Thank for your help.
Below an explanation on why my prove is only correct for $n \geq 5$ .
i-
In my prove above in part "-3" I say that a permutation $\tau$ that solves this question has to verify $(\tau(a)=d; \tau(b)=e; \tau(c)=f )$ and the other elements of $S_n$ are unchanged but basically in $S_n$ there is $(n-3)!$ permutation that satisfy this condition, but by the question the permutation HAS to be too in $A_n$ that means that the correct permutation has to have an even number of permutation.
ii-
If $\tau \in A_n $ all ready so we have finished.
But if $\tau \notin A_n$ this means that $\tau$ contains an odd number of permutation. We can build an other valid permutation $\tau'$ this way $\tau' = (i;j) \circ \tau $ with $i,j \in S_n - \left \{ d;e;f \right \} $. Hence has we ve had an other permutation to $\tau$ the number of permuation is now even $ \Rightarrow \tau' \in A_n$. Moreover as $\tau'$ does not affect the 3-cycle permutation this does not modify the rest of our prove.
iii-
Now note that in the case of $n=3,4$ there is a unique permutation in $S_n$ satisfying the condition in "3-" in my question above (indeed $(4-3)!=1=(3-3)!$).
And obviously in order for $ \sigma $ to be in $A_n$ in the case of $n=3$ or $n=4$ we have that this unique permutation has to be a 3-cycle because in the other case we can not "correct" this unique permutation as we ve explained in "ii-" by the pigeon hole principle .

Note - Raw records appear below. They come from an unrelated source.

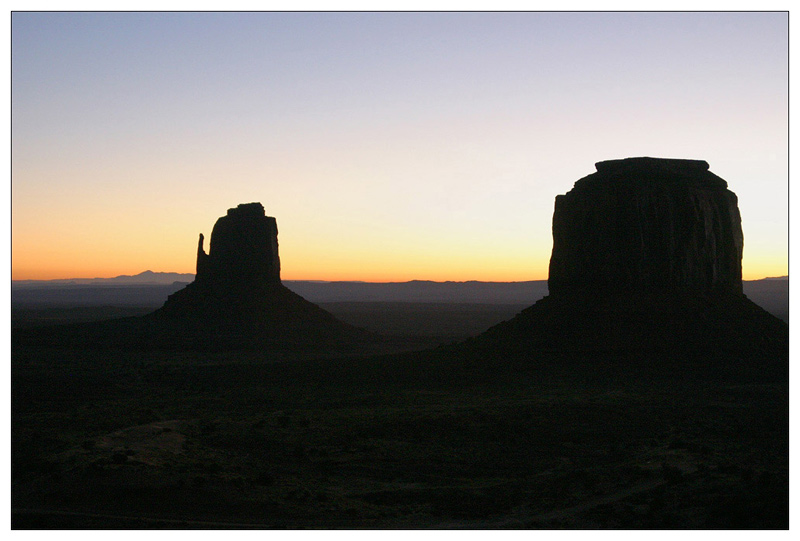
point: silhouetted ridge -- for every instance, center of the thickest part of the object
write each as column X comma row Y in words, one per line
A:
column 645, row 275
column 647, row 223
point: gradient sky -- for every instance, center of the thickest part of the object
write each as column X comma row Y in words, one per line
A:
column 389, row 146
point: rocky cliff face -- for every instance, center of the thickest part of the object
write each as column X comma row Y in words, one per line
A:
column 243, row 250
column 646, row 279
column 647, row 223
column 237, row 298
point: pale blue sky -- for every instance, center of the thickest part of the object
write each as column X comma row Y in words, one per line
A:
column 387, row 145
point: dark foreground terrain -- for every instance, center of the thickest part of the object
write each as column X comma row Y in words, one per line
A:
column 138, row 439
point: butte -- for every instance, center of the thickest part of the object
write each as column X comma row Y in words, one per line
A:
column 237, row 298
column 646, row 278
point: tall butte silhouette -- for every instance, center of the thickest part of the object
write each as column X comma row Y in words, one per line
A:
column 237, row 297
column 645, row 275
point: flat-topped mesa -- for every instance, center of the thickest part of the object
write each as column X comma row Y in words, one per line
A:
column 243, row 252
column 647, row 223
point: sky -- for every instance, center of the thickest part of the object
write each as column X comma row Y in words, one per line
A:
column 388, row 146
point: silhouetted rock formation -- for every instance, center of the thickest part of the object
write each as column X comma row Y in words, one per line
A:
column 237, row 296
column 645, row 275
column 647, row 223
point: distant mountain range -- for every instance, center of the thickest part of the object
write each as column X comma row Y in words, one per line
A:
column 143, row 278
column 152, row 288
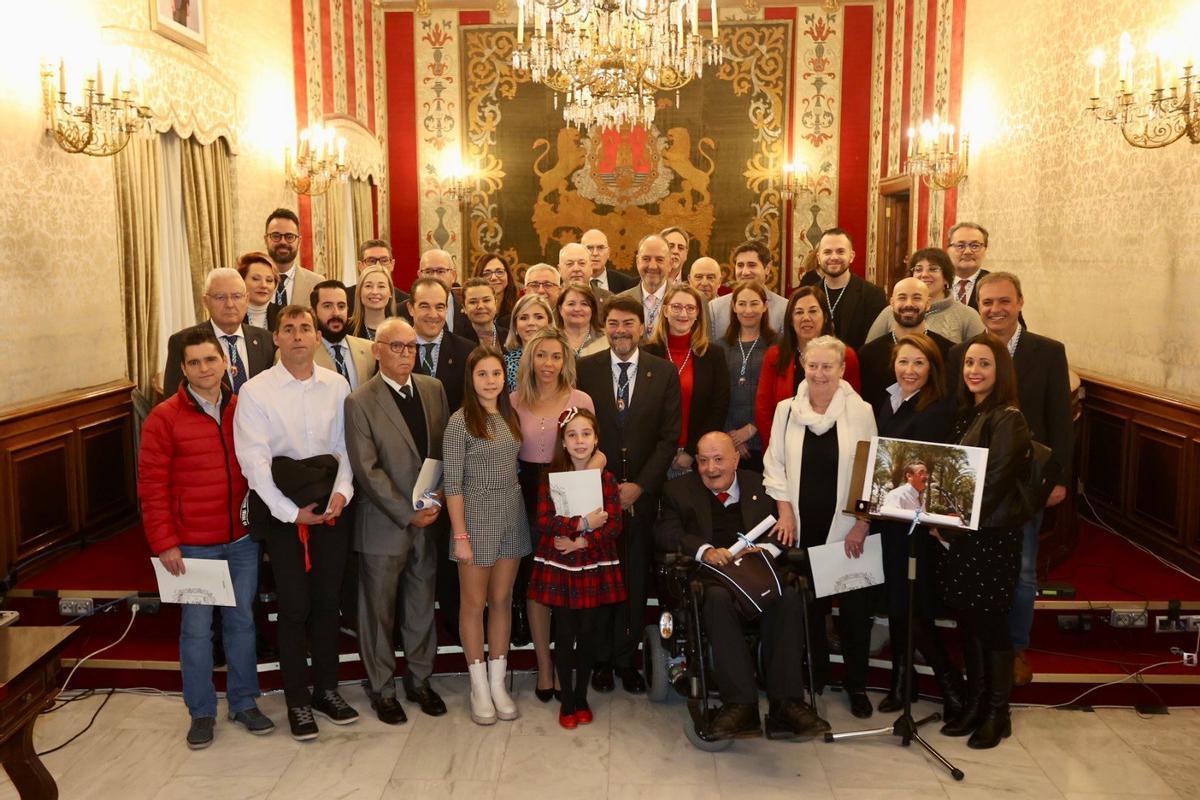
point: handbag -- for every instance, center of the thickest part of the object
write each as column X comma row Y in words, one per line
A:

Exemple: As we explained only the permutatio $(12)$ verifies $(213)=(123)(12)(123)^{-1}$. Now obviouslt $(12) \notin A_n$ but we cannot correct $(12)$ by linking it with an other permutation $(i;j)$ because those $i,j$ should have to verify $i,j \neq 1,2,3 $ but still $i,j \in \left \{ 1,2,3,4 \right \} $ and this is not possible.